Man wird es heute kaum für möglich halten, daß in einem Alpenthale, bei welchem die Grenzen der industrie- und verkehrreichen Länder Steiermark, Kärnthen und Krain zusammenstoßen und das selbst über sechshundert Einwohner zählt, viele Jahre lang gegen dreihundert dem Strafgesetz verfallene oder entwichene Menschen das freieste und großartigste Räuberleben führen konnten. Um diese Möglichkeit zu begreifen, müssen wir in das „Nachtquartier“ vordringen, wo der „Mond“ ihre „Sonne“ war.

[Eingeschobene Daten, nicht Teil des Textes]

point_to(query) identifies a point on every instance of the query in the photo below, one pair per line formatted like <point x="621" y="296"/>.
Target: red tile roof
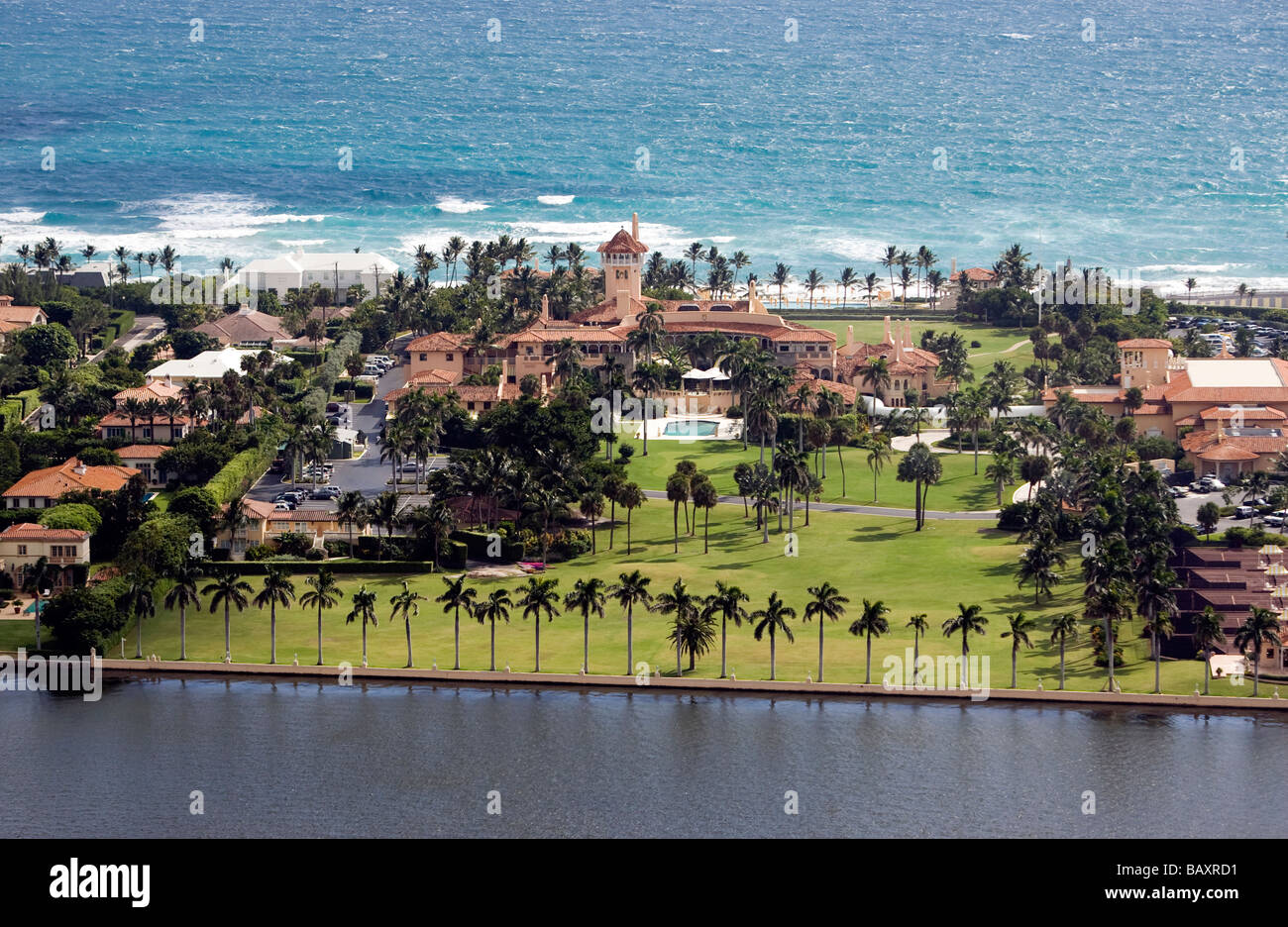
<point x="54" y="481"/>
<point x="29" y="531"/>
<point x="622" y="243"/>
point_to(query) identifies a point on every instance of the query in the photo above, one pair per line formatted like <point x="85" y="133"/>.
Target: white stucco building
<point x="331" y="270"/>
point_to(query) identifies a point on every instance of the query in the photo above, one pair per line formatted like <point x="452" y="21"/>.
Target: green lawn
<point x="958" y="490"/>
<point x="871" y="558"/>
<point x="993" y="342"/>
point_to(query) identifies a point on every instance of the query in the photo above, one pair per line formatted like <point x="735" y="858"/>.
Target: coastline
<point x="120" y="669"/>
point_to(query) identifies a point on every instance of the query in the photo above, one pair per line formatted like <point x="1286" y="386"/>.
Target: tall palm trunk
<point x="820" y="619"/>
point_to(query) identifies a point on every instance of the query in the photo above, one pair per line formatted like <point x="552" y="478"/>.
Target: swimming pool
<point x="691" y="429"/>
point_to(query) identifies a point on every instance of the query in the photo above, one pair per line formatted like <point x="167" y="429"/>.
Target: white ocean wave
<point x="456" y="205"/>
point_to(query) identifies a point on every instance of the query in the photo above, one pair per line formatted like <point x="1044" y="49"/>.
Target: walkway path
<point x="863" y="510"/>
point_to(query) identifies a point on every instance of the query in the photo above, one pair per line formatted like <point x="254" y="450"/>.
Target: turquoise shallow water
<point x="1121" y="153"/>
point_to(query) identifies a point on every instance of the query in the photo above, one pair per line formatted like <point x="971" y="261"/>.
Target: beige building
<point x="24" y="545"/>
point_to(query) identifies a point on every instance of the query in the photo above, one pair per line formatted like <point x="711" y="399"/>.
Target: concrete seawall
<point x="1225" y="703"/>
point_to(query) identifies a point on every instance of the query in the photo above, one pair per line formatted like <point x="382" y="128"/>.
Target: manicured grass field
<point x="993" y="342"/>
<point x="960" y="489"/>
<point x="874" y="558"/>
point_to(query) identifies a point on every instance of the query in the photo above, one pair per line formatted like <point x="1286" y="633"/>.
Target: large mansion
<point x="439" y="360"/>
<point x="1227" y="412"/>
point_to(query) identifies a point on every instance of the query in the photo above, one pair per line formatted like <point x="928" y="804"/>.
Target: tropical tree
<point x="918" y="626"/>
<point x="278" y="590"/>
<point x="1064" y="627"/>
<point x="1018" y="630"/>
<point x="181" y="595"/>
<point x="773" y="618"/>
<point x="1258" y="629"/>
<point x="539" y="595"/>
<point x="587" y="596"/>
<point x="365" y="610"/>
<point x="407" y="605"/>
<point x="231" y="591"/>
<point x="1209" y="634"/>
<point x="683" y="606"/>
<point x="967" y="621"/>
<point x="456" y="596"/>
<point x="871" y="623"/>
<point x="496" y="605"/>
<point x="726" y="603"/>
<point x="825" y="604"/>
<point x="629" y="591"/>
<point x="323" y="593"/>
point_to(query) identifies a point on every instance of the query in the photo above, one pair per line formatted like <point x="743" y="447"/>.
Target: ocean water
<point x="805" y="132"/>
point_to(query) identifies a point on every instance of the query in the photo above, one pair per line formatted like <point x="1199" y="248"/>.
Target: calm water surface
<point x="308" y="760"/>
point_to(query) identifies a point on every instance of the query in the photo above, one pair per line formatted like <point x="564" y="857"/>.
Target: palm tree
<point x="1019" y="626"/>
<point x="969" y="619"/>
<point x="323" y="592"/>
<point x="458" y="595"/>
<point x="183" y="593"/>
<point x="684" y="606"/>
<point x="725" y="601"/>
<point x="773" y="618"/>
<point x="406" y="604"/>
<point x="631" y="497"/>
<point x="871" y="623"/>
<point x="588" y="595"/>
<point x="1258" y="629"/>
<point x="137" y="600"/>
<point x="496" y="605"/>
<point x="1064" y="627"/>
<point x="825" y="603"/>
<point x="228" y="590"/>
<point x="351" y="510"/>
<point x="879" y="455"/>
<point x="278" y="590"/>
<point x="365" y="610"/>
<point x="536" y="596"/>
<point x="1207" y="635"/>
<point x="918" y="626"/>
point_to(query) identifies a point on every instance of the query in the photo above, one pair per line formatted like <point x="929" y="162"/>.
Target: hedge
<point x="241" y="472"/>
<point x="477" y="545"/>
<point x="310" y="566"/>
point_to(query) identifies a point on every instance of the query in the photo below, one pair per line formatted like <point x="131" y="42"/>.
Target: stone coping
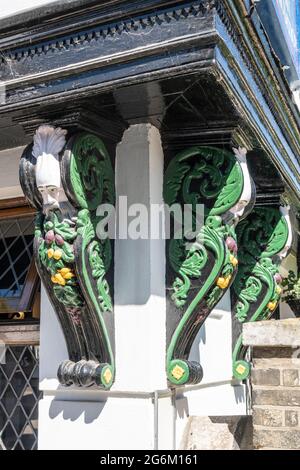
<point x="275" y="333"/>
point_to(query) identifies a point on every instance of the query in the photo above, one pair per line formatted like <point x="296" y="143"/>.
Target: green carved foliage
<point x="261" y="236"/>
<point x="204" y="175"/>
<point x="212" y="177"/>
<point x="91" y="178"/>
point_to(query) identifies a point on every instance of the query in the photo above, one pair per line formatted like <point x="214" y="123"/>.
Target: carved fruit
<point x="223" y="282"/>
<point x="231" y="244"/>
<point x="49" y="225"/>
<point x="49" y="237"/>
<point x="68" y="276"/>
<point x="272" y="305"/>
<point x="59" y="240"/>
<point x="233" y="261"/>
<point x="59" y="279"/>
<point x="57" y="254"/>
<point x="64" y="271"/>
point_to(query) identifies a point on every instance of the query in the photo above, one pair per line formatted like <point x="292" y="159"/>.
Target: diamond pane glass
<point x="19" y="397"/>
<point x="16" y="242"/>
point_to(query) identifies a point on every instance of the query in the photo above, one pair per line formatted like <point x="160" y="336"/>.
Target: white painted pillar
<point x="125" y="417"/>
<point x="140" y="305"/>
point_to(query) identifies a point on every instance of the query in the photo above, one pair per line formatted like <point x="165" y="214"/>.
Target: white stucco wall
<point x="12" y="7"/>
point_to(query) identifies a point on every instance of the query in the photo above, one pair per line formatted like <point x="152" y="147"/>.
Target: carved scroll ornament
<point x="264" y="239"/>
<point x="66" y="182"/>
<point x="201" y="270"/>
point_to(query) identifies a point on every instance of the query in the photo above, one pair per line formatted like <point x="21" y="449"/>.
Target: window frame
<point x="17" y="208"/>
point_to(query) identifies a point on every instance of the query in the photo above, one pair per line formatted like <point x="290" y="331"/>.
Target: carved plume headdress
<point x="47" y="144"/>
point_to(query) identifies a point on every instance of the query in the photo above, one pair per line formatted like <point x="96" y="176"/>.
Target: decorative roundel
<point x="87" y="173"/>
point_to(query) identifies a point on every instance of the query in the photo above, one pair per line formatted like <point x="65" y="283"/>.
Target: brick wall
<point x="276" y="398"/>
<point x="275" y="382"/>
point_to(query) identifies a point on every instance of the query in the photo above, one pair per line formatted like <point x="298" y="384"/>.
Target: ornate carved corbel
<point x="201" y="270"/>
<point x="264" y="239"/>
<point x="66" y="182"/>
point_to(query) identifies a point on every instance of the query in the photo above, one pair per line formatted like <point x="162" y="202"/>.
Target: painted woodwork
<point x="201" y="270"/>
<point x="264" y="239"/>
<point x="66" y="181"/>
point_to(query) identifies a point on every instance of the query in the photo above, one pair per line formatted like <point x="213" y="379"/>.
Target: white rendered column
<point x="123" y="418"/>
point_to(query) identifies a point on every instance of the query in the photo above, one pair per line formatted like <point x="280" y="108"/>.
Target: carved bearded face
<point x="48" y="143"/>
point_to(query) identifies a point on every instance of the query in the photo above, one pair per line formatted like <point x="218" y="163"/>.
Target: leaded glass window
<point x="19" y="395"/>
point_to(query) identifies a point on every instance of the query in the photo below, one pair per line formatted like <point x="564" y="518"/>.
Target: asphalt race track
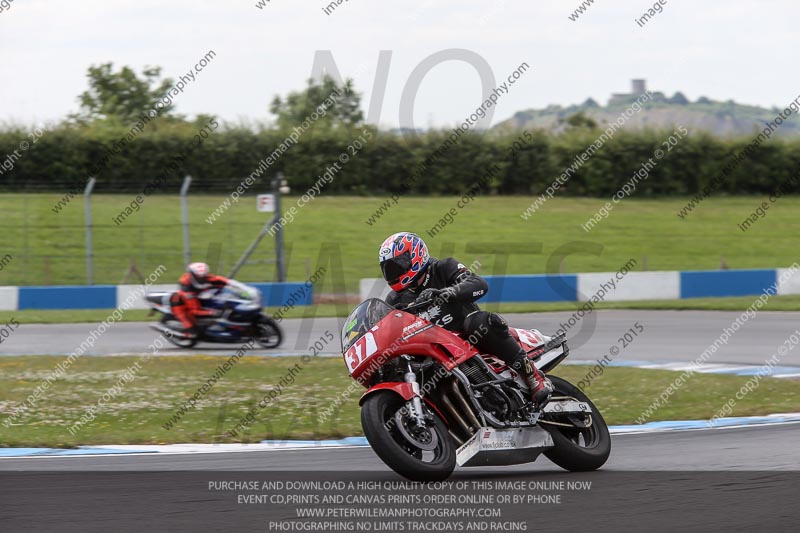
<point x="734" y="479"/>
<point x="718" y="449"/>
<point x="679" y="336"/>
<point x="714" y="480"/>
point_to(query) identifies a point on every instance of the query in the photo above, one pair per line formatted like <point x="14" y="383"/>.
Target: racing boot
<point x="541" y="387"/>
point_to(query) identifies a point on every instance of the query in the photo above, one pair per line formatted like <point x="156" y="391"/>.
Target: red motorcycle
<point x="433" y="401"/>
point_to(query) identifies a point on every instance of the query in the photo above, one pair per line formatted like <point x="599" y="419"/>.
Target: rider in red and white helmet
<point x="414" y="276"/>
<point x="185" y="305"/>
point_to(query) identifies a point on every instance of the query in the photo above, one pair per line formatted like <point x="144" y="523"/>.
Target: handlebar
<point x="416" y="305"/>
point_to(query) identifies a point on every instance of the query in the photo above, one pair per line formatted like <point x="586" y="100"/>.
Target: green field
<point x="136" y="414"/>
<point x="48" y="248"/>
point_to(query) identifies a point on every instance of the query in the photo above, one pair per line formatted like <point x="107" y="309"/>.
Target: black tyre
<point x="379" y="419"/>
<point x="268" y="333"/>
<point x="173" y="323"/>
<point x="577" y="449"/>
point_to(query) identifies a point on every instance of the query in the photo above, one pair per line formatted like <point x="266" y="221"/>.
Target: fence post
<point x="87" y="205"/>
<point x="187" y="254"/>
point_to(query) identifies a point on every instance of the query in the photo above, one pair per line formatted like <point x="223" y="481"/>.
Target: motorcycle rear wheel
<point x="394" y="448"/>
<point x="268" y="333"/>
<point x="577" y="449"/>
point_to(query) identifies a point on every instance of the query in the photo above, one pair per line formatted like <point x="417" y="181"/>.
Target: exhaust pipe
<point x="454" y="413"/>
<point x="464" y="404"/>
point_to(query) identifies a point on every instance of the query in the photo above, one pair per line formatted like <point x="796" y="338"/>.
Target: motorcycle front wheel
<point x="174" y="324"/>
<point x="418" y="454"/>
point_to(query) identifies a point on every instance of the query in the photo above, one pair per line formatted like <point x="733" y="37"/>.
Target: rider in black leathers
<point x="454" y="289"/>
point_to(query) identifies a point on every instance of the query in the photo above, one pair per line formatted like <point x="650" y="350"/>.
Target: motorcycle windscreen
<point x="362" y="319"/>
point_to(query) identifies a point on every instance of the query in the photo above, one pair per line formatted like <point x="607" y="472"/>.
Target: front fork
<point x="415" y="404"/>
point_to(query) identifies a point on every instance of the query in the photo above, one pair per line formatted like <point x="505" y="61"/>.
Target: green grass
<point x="136" y="414"/>
<point x="775" y="303"/>
<point x="48" y="248"/>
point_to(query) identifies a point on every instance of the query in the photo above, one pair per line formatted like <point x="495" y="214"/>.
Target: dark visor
<point x="395" y="267"/>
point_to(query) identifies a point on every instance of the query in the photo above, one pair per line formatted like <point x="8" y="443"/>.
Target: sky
<point x="723" y="49"/>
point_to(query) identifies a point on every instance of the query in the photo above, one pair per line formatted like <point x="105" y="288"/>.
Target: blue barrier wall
<point x="699" y="284"/>
<point x="68" y="297"/>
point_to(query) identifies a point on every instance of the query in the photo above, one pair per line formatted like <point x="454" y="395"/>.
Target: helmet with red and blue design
<point x="404" y="258"/>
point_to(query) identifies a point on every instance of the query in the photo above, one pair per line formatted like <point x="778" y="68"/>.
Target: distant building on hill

Wer, sei es von Wien her über den Sömmering, oder von Triest her über den Karst, die bezwungene, wilde Gebirgsnatur auf den kühnsten Schienenwegen an sich vorüberstürmen ließ, der gelangt im grünen Steiermark in ein Thal, wo er freudig aufathmet und gern verweilt: das Thal von Cilli oder das Santhal, wie es nach seinem Hauptflusse genannt wird. Man braucht hier nur zu der nahen Terrasse des „armen Capuzinerklösterleins“ jenseits der San am Abhang des Nicolaibergs emporzusteigen, um nicht nur den Anblick über das stundenweit gen Norden, Osten und Westen hin sich ausbreitende und von sanften Hügeln durchzogene Thal zu genießen, sondern zugleich schon hier zu einer Riesenburg „freier Flüchtlinge“ hingelockt zu werden, denn als Rahmen des Thalbildes ragt am Horizont eine ununterbrochene Reihe von Alpen-Zügen, -Rücken und -Köpfen, bald waldbedeckt, bald starrer Fels, bald in weichen Linien, bald in der weißröthlichen Felsenpracht der südlichen Kalkalpenkette empor – nach rechts hin die waldigen Höhen, die nach Ungarn und Croatien hinüberstreichen, gerade vor uns das Bachergebirge mit meilenweiten Urwäldern über den Marmorlagern, aus denen einst die Römer die Paläste ihrer großen Stadt Claudia Celleja bauten, auf deren Fundamenten jetzt das kleine Cilli steht; zur Linken aber beginnt eine wilde Bergwelt, vor welcher der heilige Kreuzberg und die heilige Ursula mit ihren weißen, hellleuchtenden Wallfahrtskirchen jeden frommen Christenmenschen zu warnen scheinen, dort drohen die sägeförmigen Zinken, Pyramiden, Nasen, Hörner und Zacken der Kalkfelshäupter so reizend zu uns herüber, daß wir den Pater Capuziner, der just am Marterkreuz beim Thor der Klostermauer gebetet hat, fragen: „Was sind das für herrliche Berge?“

„O,“ sagt er und blickt uns, den Zeigefinger vermahnend erhoben, groß an, „das ist ein abscheuliches Gebirg, wohin kein Mensch reist. Sie heißen’s zwar die Untersteierische Schweiz und der Fluß da unten, die San, kommt dorther, aber gehen Sie ja nicht dorthin, denn wenn auch das Sulzbacher Thal, das jene schiechen Berge einschließen, schon ein zwölf bis vierzehn Jahre her vom großen Raubgesindel durch das kaiserliche Militär gereinigt ist, so finden’s ja doch nichts dort, als einsame Steige und schreckliche Felsen.“

Ein abscheuliches Gebirg, wohin kein Mensch reist, einsame Steige und schreckliche Felsen, und zu alledem noch jüngst der Sitz einer großen Räuberbande – bedarf es einer weitern Empfehlung zum Besuch desselben für Jeden, der die vom Touristenschwarm plattgetretenen Straßen scheut? Die Leute in Cilli halten es jedoch noch heute immerhin für gerathen, in die Sulzbacher Alpen sich nicht allein, sondern nur in Gesellschaft und nicht ganz unbewaffnet zu wagen.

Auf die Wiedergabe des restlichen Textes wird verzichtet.